All of them except her were exactly alike. Every one of them was chalky pale, the palest of all the students living in this sunless town. Paler then me. They all had very dark eyes despite the range in hair tones. The girl was different. She had their pale skin but it was flushed like she couldn't stop blushing. Her eyes were dark too but looked much like brown. She didn't have the bruises under her eyes like the rest of them did. And she was eating.
"Who are they?" I asked the boy from my Spanish class, whose name I'd forgotten.
As she looked up to see who I meant – though already knowing, probably, from my tone – suddenly he looked at her, the thinner one, the boyish one, the second to youngest perhaps.
"That's Edward, Emmett, Bella and Renesme Cullen, and Roaslie and Jasper Hale. The one who left was Alice Cullen; they all live together with Dr. Cullen and his wife." He said under his breath. I glanced sideways at the beautiful girl, who was eating a bagel now. Strange unpopular names, I thought. The kinds of names grandparents had. I finally remembered that my neighbor was called Josh, a perfectly common name.

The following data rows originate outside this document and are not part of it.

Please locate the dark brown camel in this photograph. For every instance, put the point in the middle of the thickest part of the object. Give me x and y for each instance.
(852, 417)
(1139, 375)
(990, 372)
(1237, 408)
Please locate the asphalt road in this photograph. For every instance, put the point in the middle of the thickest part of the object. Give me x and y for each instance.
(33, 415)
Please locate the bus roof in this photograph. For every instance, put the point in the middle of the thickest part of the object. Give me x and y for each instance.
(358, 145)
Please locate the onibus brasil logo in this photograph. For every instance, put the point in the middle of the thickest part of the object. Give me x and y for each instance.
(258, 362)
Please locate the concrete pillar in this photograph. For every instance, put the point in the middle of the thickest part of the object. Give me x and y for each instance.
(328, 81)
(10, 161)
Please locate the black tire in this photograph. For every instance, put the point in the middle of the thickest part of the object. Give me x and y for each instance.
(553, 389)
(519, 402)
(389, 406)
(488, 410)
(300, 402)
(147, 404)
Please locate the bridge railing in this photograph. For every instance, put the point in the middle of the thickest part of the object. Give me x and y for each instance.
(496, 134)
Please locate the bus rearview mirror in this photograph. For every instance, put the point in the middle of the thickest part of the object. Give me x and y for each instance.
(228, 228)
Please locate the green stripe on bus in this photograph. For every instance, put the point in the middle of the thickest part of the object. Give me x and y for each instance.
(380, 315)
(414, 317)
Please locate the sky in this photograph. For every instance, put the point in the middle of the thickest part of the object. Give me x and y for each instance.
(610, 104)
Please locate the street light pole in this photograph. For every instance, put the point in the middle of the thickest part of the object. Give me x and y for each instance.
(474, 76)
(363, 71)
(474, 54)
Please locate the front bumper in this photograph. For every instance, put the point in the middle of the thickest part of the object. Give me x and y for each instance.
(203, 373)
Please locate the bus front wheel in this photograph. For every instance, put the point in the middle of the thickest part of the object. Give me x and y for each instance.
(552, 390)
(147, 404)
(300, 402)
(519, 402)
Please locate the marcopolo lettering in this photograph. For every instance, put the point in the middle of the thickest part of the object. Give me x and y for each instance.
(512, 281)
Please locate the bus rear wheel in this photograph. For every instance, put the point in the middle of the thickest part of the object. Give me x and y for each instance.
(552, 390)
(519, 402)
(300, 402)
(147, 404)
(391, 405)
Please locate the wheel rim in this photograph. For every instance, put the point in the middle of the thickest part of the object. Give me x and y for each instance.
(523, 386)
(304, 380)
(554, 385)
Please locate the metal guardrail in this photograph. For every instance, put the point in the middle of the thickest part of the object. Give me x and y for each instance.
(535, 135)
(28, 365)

"They are…very nice-looking." I struggled with the conspicuous understatement.
"Yes!" Josh agreed laughing. "They're all together though – Emmett and Rosalie, Jasper and Alice, and Bella and Edward I mean. And they live together." I glanced over at them.
"Who is who?" I asked Josh.
"The big guy is Emmett, the blond one is Jasper – his twin is Rosalie – the one with reddish brownish hair is Edward, the short one is Alice and the brown haired one is Bella."
"Which one is the girl with the reddish brownish hair?" I asked.
"That's Renesme Cullen. She's gorgeous, of course, but don't waste your time. She doesn't date. Apparently none of the boys here are good-looking enough for her." He sniffed a clear case of sour grapes. I wondered when she'd turned him down. The bell rang and got up to go to my next class Biology II.